Kennt ihr dieses zermürbende Gefühl, diese Frustration, welche sich einstellt, wenn man stundenlang recherchiert hat und das Endresultat lediglich zeigt, dass Variante 1,2 und 300 möglich ist, dass für ein Ereignis gefühlt 5 verschiedene Abläufe aufgeführt werden? 

Die Resultate sind oftmals sehr durchwachsen und manchmal widersprüchlich. Das fängt schon damit an, dass das eine Buch die Jahreszahl um ein paar Jahre höher oder niedriger steckt als andere. Weiter geht es mit Berichten, die gewisse Ereignisse, Konflikte, Absichten und Meinungen verklären, unterschlagen oder ganz nach ihren Interessen auslegen. Meist beziehen die Autoren, Journalisten etc ihre Informationen auch einfach nur aus einer anderen Quelle, beschäftigten sich mit anderen Perspektiven und Gesichtspunkten, wodurch ein neuer Gesamteindruck entsteht. Aber letztendlich bleibt es häufig recht fragwürdig, ob dieses Wissen wahr, die Fakten korrekt und sachlich sind. Je länger und intensiver ich zu einem Thema recherchiere, desto weniger bin ich gewillt, mir eine Meinung darüber zu bilden, stets mit der Frage im Hinterkopf, ob mein Informationsstand solide und weitreichend genug ist. Wie kann man schließlich ein aussagekräftiges, vernünftiges und gerechtes Urteil fällen, wenn man sich seines Wissens nie vollkommen gewiss sein kann? Auch sollten wir uns vor dem, was unmittelbar in der eigenen Umgebung, direkt vor unseren Augen geschieht, in Acht nehmen und daran denken, dies nicht allzu schnell abzufertigen. Zwar können wir ungefähren Ablauf, Beteiligte und Fakten nennen, doch fehlen Intention, Beweggründe und die Erfahrungen anderer, um ansatzweise das Gesamtbild zu erfassen. Und je mehr ich lerne, desto unwissender komme ich mir vor.
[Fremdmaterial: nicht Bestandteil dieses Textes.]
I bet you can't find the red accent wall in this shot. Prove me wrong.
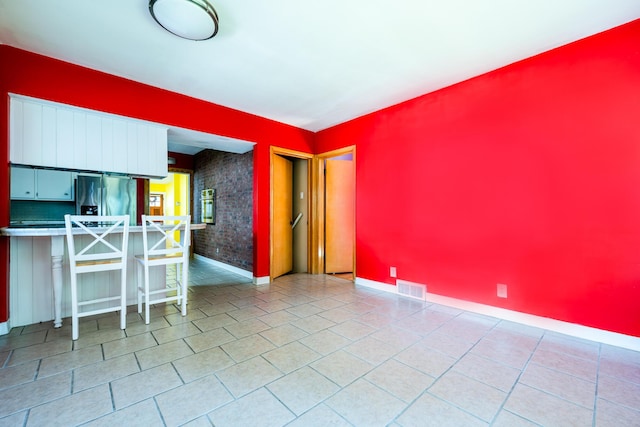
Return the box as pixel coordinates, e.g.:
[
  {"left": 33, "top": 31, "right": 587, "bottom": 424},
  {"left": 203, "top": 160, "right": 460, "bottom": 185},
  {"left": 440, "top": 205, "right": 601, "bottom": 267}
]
[
  {"left": 0, "top": 45, "right": 314, "bottom": 322},
  {"left": 316, "top": 20, "right": 640, "bottom": 336}
]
Weiterhin ist es ein weit verbreiteter Irrglaube, dass es eine absolute Objektivität gibt, da sich immer ein Mensch aus Fleisch in Blut hinter den Worten verbirgt und prinzipiell von seiner Warte aus berichtet, was verständlich ist. Und dennoch machen wir oftmals den Fehler, unsere Meinung sowie unsere Erfahrungen und Gefühlserlebnisse als allgemeingültig zu erachten und alles andere demzufolge als falsch oder etwas von der Norm abweichendes hinzunehmen. Eben weil wir in unserer Denkweise relativ festgefahren sind, immer nur durch einen Tunnel blicken, wären wir vermutlich nicht einmal in der Lage dazu, das, was der Wahrheit am nähsten kommt, zu erkennen. Vielmehr gibt es meist nicht einmal nur diese eine. Es gibt unzählige Gleichnisse dafür, die das zu belegen versuchen, wie beispielsweise die mit dem Elefanten, den die Menschen in völliger Dunkelheit beschreiben sollen, indem sie ihn befühlen, wobei jeder ein anderes Körperteil zu fassen bekommt. Jede Aussage ist richtig, und doch eben nur ein Teil des ganzen und deswegen nie vollkommen. Und je komplexer ein Thema wird, desto schwieriger ist es, eine gehaltreiche Aussage verlauten zu lassen. Die Wirklichkeiten sind dabei auch noch vielfältiger als jede Einzelperson. Vor allem wandelt sie sich in subjektiver Hinsicht im Laufe des Lebens. Manchmal bedarf es dafür Jahre, Monate, Tage und manchmal nur ein paar Minuten oder Stunden. Vor allem spielen auch die emotionale Lage, Erfahrungen sowie das Gehörtes in unsere Lage mit hinein, wodurch verschiedene Fokuspunkte gesetzt, Dinge anders interpretiert werden. 

Persönlich merke ich das schon allein an der simplen Tatsache, dass meine Texte und Erörterungen zum Teil nach einem halben Jahr erneuter Überarbeitungen bedürfen. Sichtweisen ändern sich mit der Zeit, reifen an Erfahrungen und gehen auch an ihr zugrunde, verbessern und verschlechtern sich. Vor allem aber sind sie nicht starr und absolut. Zu jenem Zeitpunkt stellen sie unsere Wahrheit dar, später wird sie vielleicht von anderen Ideen abgelöst. So ist das Leben. Und weil eben alles stets im Wandel inbegriffen ist, vielschichtig, individuell und komplex, wundert es mich überhaupt nicht, dass die Philosophen nie über mangelnde Themen, bestenfalls Musen zu klagen haben. In dieser Hinsicht sollten wir dann auch nicht vergessen, um stets für das Neue offen zu sein, weitestgehend Vorurteilsfrei an eine Sache heranzugehen, Toleranz, Verständnis und Aufgeschlossenheit zu zeigen und zu bewahren.